OpenAI ▷ #prompt-engineering (4 messages):
Instructions for Casual Writing
Positive vs Negative Examples
Behaviorism and Positive Reinforcement
Handling Taboos in Writing
- Instructions for Casual Writing: A member expressed the desire to avoid overly complex or humorous sentences, urging a more casual style with simple words.
- They pointed out issues with responses that still included unwanted phrases, highlighting the need for clarity in instructions.
- Positive vs Negative Examples: Another member suggested providing positive examples of language to use instead of negative examples of what to avoid, focusing on desired phrases.
- This included a list of acceptable terms to guide the model away from undesirable phrasing.

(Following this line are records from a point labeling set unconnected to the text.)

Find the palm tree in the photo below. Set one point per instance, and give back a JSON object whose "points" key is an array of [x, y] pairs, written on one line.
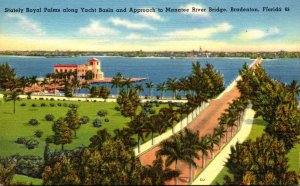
{"points": [[75, 84], [139, 88], [117, 81], [12, 96], [203, 148], [45, 82], [224, 120], [127, 83], [157, 173], [174, 151], [172, 86], [24, 82], [137, 126], [162, 88], [212, 140], [150, 86], [33, 80], [192, 146], [219, 133]]}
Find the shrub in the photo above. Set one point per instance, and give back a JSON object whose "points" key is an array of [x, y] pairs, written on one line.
{"points": [[71, 105], [43, 105], [102, 113], [33, 122], [21, 140], [152, 111], [32, 143], [38, 133], [49, 117], [178, 97], [97, 123], [31, 166], [84, 120], [23, 104], [49, 139]]}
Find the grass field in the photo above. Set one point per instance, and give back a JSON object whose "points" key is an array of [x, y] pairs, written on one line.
{"points": [[16, 125], [256, 131], [26, 180]]}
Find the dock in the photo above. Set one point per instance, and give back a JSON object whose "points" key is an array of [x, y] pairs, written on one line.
{"points": [[109, 80]]}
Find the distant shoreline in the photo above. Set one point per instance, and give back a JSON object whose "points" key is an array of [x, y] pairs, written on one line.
{"points": [[150, 57], [20, 56]]}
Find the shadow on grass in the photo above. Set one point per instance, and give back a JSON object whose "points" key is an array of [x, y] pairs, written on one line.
{"points": [[259, 121], [11, 113]]}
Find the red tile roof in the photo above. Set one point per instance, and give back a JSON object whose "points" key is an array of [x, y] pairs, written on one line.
{"points": [[65, 65]]}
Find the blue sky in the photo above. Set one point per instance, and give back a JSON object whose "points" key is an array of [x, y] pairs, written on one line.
{"points": [[229, 31]]}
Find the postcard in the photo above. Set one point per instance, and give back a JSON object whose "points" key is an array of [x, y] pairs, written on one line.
{"points": [[149, 92]]}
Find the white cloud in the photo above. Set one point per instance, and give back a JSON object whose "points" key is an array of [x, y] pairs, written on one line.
{"points": [[128, 24], [96, 29], [196, 6], [134, 36], [151, 15], [201, 32], [254, 34], [27, 24]]}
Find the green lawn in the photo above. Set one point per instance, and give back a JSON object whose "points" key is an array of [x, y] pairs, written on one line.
{"points": [[15, 125], [256, 131], [21, 179]]}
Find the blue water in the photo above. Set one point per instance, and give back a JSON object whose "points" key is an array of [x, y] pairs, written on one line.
{"points": [[156, 70]]}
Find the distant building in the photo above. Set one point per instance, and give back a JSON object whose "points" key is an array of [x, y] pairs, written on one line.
{"points": [[93, 65]]}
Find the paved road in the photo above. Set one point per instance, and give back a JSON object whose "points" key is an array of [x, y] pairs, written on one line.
{"points": [[205, 123], [215, 167]]}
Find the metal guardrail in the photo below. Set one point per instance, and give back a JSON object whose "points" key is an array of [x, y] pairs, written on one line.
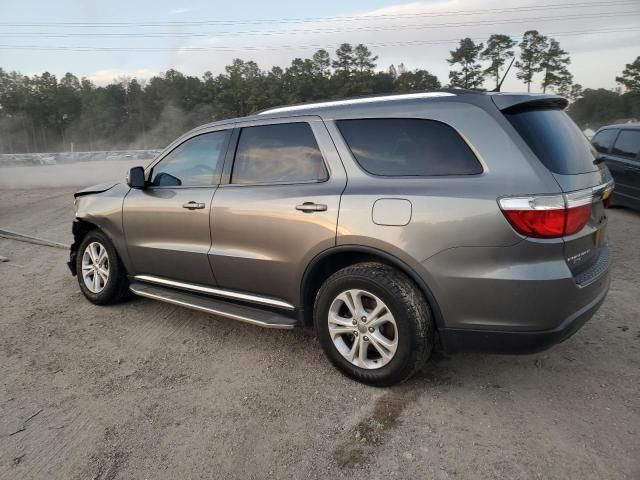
{"points": [[31, 239]]}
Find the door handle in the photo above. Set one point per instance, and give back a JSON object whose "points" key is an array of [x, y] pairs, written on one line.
{"points": [[193, 205], [309, 207]]}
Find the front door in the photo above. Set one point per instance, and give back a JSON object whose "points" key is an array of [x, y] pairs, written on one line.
{"points": [[277, 208], [166, 224]]}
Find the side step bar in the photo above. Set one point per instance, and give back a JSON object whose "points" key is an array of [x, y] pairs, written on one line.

- Behaviorism and Positive Reinforcement: A member supported the idea of emphasizing what the model should do rather than what it should not, likening it to behavioral techniques.
- They explained that positive reinforcement could lead to better outcomes than negative reinforcement.
- Handling Taboos in Writing: A member remarked on the complexity of writing about taboo topics, comparing it to handling dangerous materials like radium.
- They emphasized the need for careful caution and consideration in such instances to ensure appropriate handling.
OpenAI ▷ #api-discussions (4 messages):
Avoiding unwanted phrases
Positive reinforcement in instructions
Guiding model behavior
- Flaskie's feedback on instruction clarity: A member expressed frustration with the model responding with unwanted phrases despite clear instructions to avoid them.
- They argued for better model guidance toward positive examples rather than focusing on negatives.
- Importance of positive instructions: Another member emphasized that it's more effective to instruct the model on what to do rather than what to avoid.
- They provided a behavioral perspective, suggesting that positive reinforcement encourages desired outcomes more effectively.
- Concerns about model behavior patterns: A member commented on the model's tendency to repeat contextually seen phrases, even when framed by instructions to avoid them.
- They illustrated this with an example about the model's responses to commands, suggesting a fundamental challenge in how it interprets instructions.
- Caution with sensitive topics: A member drew an analogy between handling sensitive subjects and managing dangerous materials like radium, indicating the need for care.
- They implied that navigating taboos requires a careful approach, acknowledging the complexities involved.
LlamaIndex ▷ #blog (2 messages):
Auto-Document Retrieval
LLMs for Presentation Generation
- Auto-Document Retrieval Enhances RAG Efficiency: A recent notebook demonstrates how to combine RAG (Retrieval-Augmented Generation) with structured querying for better document retrieval, especially when dealing with large datasets, as noted in a related post.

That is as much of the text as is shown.